Note: To make it easy to understand, let’s ignore the features of zero-knowledge for a while.
We will express "lookup" by discussing the "subset argument" between two sets of data on one table (2^k rows, index starting from 0). As shown in the following figure, there are two sets of data, A and S, which are in two columns of the table, respectively.
The "subset argument" aims to prove that "each element in A appears in S, that is, A is a subset of S", which means that "all the elements in A must be contained in S, while all the elements in S may not be contained in A".
Take l_i be Lagrange baisi polynomial, that is, the value at row i is 1 while is 0 at the others.
Step1: Prover supply permutation columns of A and S
The permutation process is shown in the following figure
(code: halo2\src\plonk\lookup\prover.rs: permute_expression_pair
):
Step2: Constraints between A' and S'
Based on the above permutation results, it is required to make constraints to A' and S' (the black line in the figure) A′i = S′i or (the red line in the figure) A′i = A′i-1, that is:
(A′(X)- S′(X)).(A′(X) - A′(w^(-1).X)) = 0
In addition, it is required to make a constraint $A{'}$0 = $S{'}$0, that is
(A′(X) - S′(X)) ∙lo(X) = 0
To constrain that the permutations of A and S are A' and S′ respectively, it is needed to use following rules as the constraints:
Z(wX)∙(A'(X) + β)∙(S'(X) + γ)-Z(X)∙(A(X) + β)∙(S(X) + γ)=0
(1-Z(X))∙l_0(X) = 0
As is known, with d+1 points, a polynomial, of which the order is less than d+1, can be exclusively confirmed. Therefore, if the order of the polynomial is not enough, just with more queries than orders of the polynomial on different points, the verifier can get all data of the polynomial, losing the features of zero-knowledge.
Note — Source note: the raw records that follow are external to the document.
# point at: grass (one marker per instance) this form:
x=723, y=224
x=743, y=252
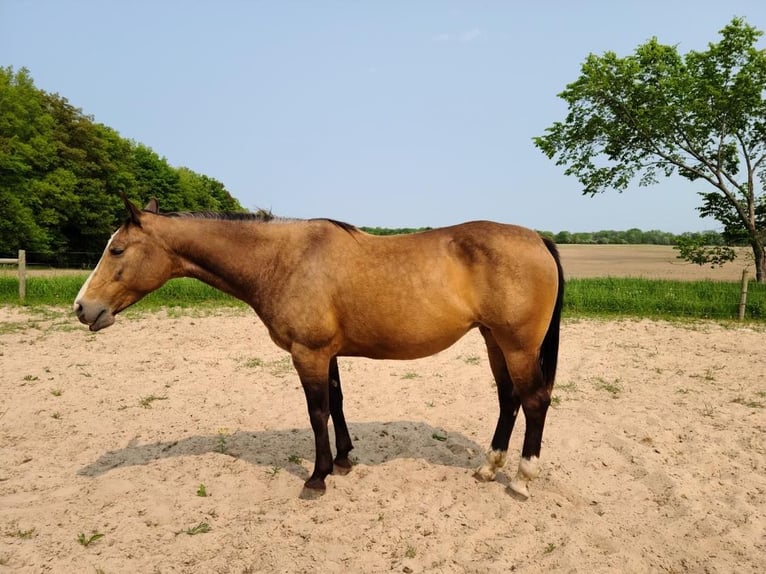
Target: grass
x=606, y=296
x=88, y=540
x=201, y=528
x=146, y=402
x=662, y=298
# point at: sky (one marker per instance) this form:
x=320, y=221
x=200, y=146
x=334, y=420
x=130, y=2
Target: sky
x=381, y=113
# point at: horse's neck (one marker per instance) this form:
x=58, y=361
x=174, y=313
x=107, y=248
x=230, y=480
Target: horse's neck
x=232, y=256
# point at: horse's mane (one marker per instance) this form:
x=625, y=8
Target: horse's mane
x=261, y=215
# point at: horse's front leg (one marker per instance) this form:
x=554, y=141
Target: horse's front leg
x=313, y=371
x=343, y=444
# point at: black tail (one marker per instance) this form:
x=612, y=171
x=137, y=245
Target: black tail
x=549, y=352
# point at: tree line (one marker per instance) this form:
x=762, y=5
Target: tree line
x=633, y=236
x=62, y=173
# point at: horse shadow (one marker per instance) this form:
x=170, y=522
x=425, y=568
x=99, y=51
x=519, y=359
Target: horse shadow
x=376, y=443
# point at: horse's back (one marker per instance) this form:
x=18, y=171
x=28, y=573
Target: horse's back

As a result, we need to scale the polynomial (Stark’s core concept) The principle is shown as follows (the polynomial value on y-axis indicates secret):
If the order of the original polynomial is 1, the verifier knows the values of the two points and the secret can be calculated;
If the order is greater than 1, then the verifier knows the values of the two points and any information about the secret cannot be revealed;
Therefore, to obtain the features of zero-knowledge, it requires to scale the original polynomial until its order is greater than the query times, so as to make sure that no information of the secret will be revealed.
In detail, for the table with a size of 2^k, if the size of A and S is less than 2^k, some random values need to be filled in it. But it must be noted that the filled random values, which don’t meet the requirements of the Lookup argument theory, need to be selected using the selector.
If the total number of rows is 2^k, in which the valid rows number is u while the invalid is t, it needs to meet u + t +1 = 2^k. The specific form is shown as follows:
There are two newly-added selectors:
q_blind, the last t lines, in which the value is 1 and others are 0
q_last, the value on row u is 1, and others are 0 (between usable rows and blind rows)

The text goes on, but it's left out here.